Immer mehr ‘Simba’-Exemplare werden von uns mittels Fernglas & Teleobjektiven gesichtet. Letztlich einigen wir uns auf eine neun-köpfige, lose miteinander in Verbindung stehende Jagdgemeinschaft.
Schnell bildet sich auf der Schotterpiste (HINTER uns: den ‘Entdeckern’) ein aus einem guten halben Dutzend Fahrzeugen bestehender Blech-Konvoi, der mit ‘Katzen-Liebhabern’ vollgepackt ist. Wiederum (wie schon am Morgen) verschieße ich einen halben Diafilm - obwohl die Löwen keinerlei Aktivitäten zeigen (wollen!) & lediglich ‘entfernte & ruhende Ziele’ abgeben.
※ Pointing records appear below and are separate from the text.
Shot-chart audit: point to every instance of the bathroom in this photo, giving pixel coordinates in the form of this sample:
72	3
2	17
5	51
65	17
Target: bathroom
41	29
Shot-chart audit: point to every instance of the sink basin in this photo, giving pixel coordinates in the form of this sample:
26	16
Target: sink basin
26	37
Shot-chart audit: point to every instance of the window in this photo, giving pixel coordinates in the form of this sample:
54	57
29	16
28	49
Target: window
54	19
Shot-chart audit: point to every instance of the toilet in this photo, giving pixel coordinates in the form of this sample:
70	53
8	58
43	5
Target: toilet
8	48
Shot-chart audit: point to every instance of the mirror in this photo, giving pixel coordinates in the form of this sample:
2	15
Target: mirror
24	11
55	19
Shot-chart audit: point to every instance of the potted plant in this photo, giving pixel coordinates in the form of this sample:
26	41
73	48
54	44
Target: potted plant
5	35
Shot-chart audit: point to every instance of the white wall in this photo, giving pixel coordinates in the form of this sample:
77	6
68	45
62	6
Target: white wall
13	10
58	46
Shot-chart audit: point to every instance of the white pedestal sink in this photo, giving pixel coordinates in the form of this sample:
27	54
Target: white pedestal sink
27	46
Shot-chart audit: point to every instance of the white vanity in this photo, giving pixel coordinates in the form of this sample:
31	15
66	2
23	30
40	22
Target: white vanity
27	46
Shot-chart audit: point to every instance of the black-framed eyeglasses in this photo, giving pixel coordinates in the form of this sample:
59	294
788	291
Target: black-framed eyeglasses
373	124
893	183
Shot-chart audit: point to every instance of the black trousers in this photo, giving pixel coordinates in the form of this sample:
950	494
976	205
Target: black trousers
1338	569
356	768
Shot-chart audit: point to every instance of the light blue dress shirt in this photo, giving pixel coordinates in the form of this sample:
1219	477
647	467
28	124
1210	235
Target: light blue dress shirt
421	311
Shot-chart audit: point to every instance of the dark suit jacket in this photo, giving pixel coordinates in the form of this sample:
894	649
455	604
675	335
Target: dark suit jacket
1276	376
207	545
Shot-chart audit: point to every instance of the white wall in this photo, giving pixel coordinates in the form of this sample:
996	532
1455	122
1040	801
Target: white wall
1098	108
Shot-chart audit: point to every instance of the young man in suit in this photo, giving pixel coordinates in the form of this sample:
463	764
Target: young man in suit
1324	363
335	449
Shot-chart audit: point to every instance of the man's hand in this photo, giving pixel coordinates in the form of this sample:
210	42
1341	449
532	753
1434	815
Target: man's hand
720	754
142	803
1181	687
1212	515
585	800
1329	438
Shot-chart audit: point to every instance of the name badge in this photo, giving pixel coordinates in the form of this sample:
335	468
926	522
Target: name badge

Nach etwa einer halben Stunde haben wir genug gesehen, unser Fahrer schiebt den ersten Gang ins Getriebe, dreht den Zündschlüssel & ...
... NIX tut sich!
Naja - NIX ist untertrieben!
Denn durch das erfolglose ‘Georgele’ (hm, sieht aus wie die schwäbische Koseform von Georg, das!) scheint bei den bislang so konsequent ‘toter Mann’ spielenden Löwen das Interesse an UNS geweckt worden zu sein ...
... äh ... deutlich sichtbares ‘Ohren-Spitzen’!
Hm - WAS TUN: ‘ANSCHIEBEN?’
(Hahaha ...!)
Auf die scherzhafte Frage des, für unsere Sicherheit verantwortlichen Fahrers, nach Freiwilligen, NICHT-reagiert die komplette Bus-Besatzung (nicht WIRKLICH überraschend) mit konsequent-einmütiger Zurückhaltung ...
... während die Löwen - naja, zwar nicht gerade aufgeregt durcheinanderlaufen, aber doch immerhin in regelmäßigen Zeitabständen ABWECHSELND (naja: Jagd-Gemeinschaft!) ihre Köpfe kontrollierend in Richtung des unverhofft sich anbietenden, potentiellen (& etwa 300 kg ‘frischestes Frischfleisch’ umfassenden) ‘Touri-Suppers’ drehen!?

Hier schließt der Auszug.